The DED fungi are vectored principally by elm bark beetles (Insecta, Coleoptera, Scolytidae). Upon emerging from breeding galleries in which they may have acquired Ophiostoma spores, young adults fly to the crown of healthy elms where they will feed in twig crotches. In doing so, the beetles inoculate the pathogen into xylem vessels where it will multiply and induce the blockage of the water-conducting tissue within the tree. Soon after infection, susceptible elm species will display characteristic wilting, curling and yellowing of leaves, and usually die (Lanier and Peacock, 1981).

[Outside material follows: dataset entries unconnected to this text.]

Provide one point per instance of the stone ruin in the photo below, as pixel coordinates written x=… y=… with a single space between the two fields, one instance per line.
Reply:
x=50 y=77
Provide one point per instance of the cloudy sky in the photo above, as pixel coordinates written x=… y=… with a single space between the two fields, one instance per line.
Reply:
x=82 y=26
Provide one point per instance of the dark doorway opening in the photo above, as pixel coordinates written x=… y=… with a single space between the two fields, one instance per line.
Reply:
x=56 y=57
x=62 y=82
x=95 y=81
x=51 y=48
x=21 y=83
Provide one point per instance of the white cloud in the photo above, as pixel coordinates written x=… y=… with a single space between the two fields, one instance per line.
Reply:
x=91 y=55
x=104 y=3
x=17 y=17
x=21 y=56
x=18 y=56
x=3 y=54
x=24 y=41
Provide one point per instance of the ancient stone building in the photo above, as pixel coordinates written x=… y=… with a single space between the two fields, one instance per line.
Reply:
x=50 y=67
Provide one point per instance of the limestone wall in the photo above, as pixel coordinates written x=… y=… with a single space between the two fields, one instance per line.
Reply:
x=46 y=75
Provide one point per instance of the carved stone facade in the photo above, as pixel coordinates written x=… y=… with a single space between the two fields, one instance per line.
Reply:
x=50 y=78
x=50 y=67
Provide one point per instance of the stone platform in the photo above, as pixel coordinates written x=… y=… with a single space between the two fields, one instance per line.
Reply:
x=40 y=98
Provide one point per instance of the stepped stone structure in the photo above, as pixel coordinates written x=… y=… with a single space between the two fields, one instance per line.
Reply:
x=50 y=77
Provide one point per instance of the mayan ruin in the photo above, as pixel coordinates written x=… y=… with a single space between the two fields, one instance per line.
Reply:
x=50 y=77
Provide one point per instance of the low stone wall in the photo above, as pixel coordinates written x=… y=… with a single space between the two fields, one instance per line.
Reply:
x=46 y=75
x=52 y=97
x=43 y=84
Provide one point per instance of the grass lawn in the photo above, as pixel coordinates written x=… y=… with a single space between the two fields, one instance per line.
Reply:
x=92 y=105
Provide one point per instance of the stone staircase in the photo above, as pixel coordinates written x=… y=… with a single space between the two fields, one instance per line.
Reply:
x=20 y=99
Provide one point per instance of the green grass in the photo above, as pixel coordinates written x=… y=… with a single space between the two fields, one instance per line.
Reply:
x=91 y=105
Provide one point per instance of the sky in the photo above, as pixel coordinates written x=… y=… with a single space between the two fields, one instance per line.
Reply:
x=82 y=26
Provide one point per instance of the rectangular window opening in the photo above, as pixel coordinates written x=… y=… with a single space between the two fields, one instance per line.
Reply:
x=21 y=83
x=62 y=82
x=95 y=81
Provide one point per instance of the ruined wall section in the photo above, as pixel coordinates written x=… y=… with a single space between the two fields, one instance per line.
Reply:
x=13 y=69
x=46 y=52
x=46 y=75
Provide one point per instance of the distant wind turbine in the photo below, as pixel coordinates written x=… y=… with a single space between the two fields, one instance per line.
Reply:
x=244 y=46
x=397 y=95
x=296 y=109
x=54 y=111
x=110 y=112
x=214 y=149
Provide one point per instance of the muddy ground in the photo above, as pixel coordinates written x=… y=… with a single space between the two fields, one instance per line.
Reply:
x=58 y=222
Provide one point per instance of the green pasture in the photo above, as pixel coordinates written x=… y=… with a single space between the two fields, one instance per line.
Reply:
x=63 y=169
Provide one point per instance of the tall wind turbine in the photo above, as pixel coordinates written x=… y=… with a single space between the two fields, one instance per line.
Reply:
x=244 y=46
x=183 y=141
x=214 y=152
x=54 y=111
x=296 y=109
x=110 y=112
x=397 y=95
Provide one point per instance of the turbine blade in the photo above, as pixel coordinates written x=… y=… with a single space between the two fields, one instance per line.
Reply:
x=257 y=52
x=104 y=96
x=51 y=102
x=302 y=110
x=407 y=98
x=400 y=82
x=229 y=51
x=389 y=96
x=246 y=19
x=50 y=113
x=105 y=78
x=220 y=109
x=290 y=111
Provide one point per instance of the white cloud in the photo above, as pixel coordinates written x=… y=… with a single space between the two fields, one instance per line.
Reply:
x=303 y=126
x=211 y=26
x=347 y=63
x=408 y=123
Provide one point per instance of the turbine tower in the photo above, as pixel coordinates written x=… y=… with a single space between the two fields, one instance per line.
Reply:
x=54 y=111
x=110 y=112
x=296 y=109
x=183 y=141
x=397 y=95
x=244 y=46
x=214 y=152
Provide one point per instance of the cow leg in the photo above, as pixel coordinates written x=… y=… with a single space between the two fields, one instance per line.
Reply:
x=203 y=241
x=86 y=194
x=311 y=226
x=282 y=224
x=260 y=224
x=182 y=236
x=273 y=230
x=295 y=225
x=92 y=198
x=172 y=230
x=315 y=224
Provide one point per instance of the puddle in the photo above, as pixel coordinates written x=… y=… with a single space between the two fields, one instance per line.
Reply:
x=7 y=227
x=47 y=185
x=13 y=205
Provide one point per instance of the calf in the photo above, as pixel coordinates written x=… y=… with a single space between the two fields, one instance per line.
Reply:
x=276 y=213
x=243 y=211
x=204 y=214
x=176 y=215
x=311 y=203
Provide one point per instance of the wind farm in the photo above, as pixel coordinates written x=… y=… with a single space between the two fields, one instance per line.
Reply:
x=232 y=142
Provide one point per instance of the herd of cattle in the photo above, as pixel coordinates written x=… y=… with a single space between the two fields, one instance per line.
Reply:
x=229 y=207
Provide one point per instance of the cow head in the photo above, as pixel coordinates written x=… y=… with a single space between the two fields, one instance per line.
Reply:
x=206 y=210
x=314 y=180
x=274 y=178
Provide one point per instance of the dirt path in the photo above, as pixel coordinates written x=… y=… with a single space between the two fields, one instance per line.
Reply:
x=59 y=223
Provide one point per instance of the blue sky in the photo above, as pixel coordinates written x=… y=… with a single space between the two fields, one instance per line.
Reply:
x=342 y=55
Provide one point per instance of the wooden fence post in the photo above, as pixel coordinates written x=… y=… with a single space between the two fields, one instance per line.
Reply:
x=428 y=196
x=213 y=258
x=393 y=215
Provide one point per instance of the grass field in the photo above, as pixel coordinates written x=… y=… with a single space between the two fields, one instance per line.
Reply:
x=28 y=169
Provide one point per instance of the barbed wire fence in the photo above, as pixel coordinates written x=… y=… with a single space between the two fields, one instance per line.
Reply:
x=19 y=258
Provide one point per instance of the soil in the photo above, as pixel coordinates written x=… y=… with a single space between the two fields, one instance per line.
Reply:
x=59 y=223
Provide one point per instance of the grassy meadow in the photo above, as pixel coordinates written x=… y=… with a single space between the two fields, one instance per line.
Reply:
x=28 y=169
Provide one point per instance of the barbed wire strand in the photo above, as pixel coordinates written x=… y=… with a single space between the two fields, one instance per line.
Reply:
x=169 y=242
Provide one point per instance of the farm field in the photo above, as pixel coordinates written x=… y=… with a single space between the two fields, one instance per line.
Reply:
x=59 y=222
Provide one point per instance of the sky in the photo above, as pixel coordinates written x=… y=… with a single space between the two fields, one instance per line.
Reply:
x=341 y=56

In order to develop a global understanding of the genome of the DED fungi and to supplement ongoing studies on differential gene expression, we explored whether strains of O. ulmi and O. novo-ulmi harbored DNA transposons in their nuclear genome. We describe here the first three transposable elements found in the Ophiostoma genome, termed OPHIO1, OPHIO2 and OPHIO3. These TEs show various characteristics of class II transposons, including sequences coding for a transposase, TIRs and TSD. Comparative analysis of Southern profiles allowed us to observe that the three OPHIO transposons differed in their distribution patterns and specificities in the DED fungi. In addition, it would seem that interspecific hybrids may have acted as genetic carriers for TEs between O. ulmi and O. novo-ulmi. On the other hand, only OPHIO3 exhibited mutation patterns typical of repeat-induced point (RIP) mutation. RIP is a process that efficiently detects and mutates duplicated sequences during the sexual cycle. The mechanism identifies duplications and introduces C:G to T:A mutations into both copies of the duplicated sequences (Galagan and Selker, 2004, Selker, 2002). The occurrence of RIP silencing is usually deduced from the computation of Margolin’s ratios (Margolin et al., 1998). We developed a complementary method, called “cumulative transition score” (CTS), to visualize C:G to T:A transitions in OPHIO3 and transposase sequences from various ascomycete fungi.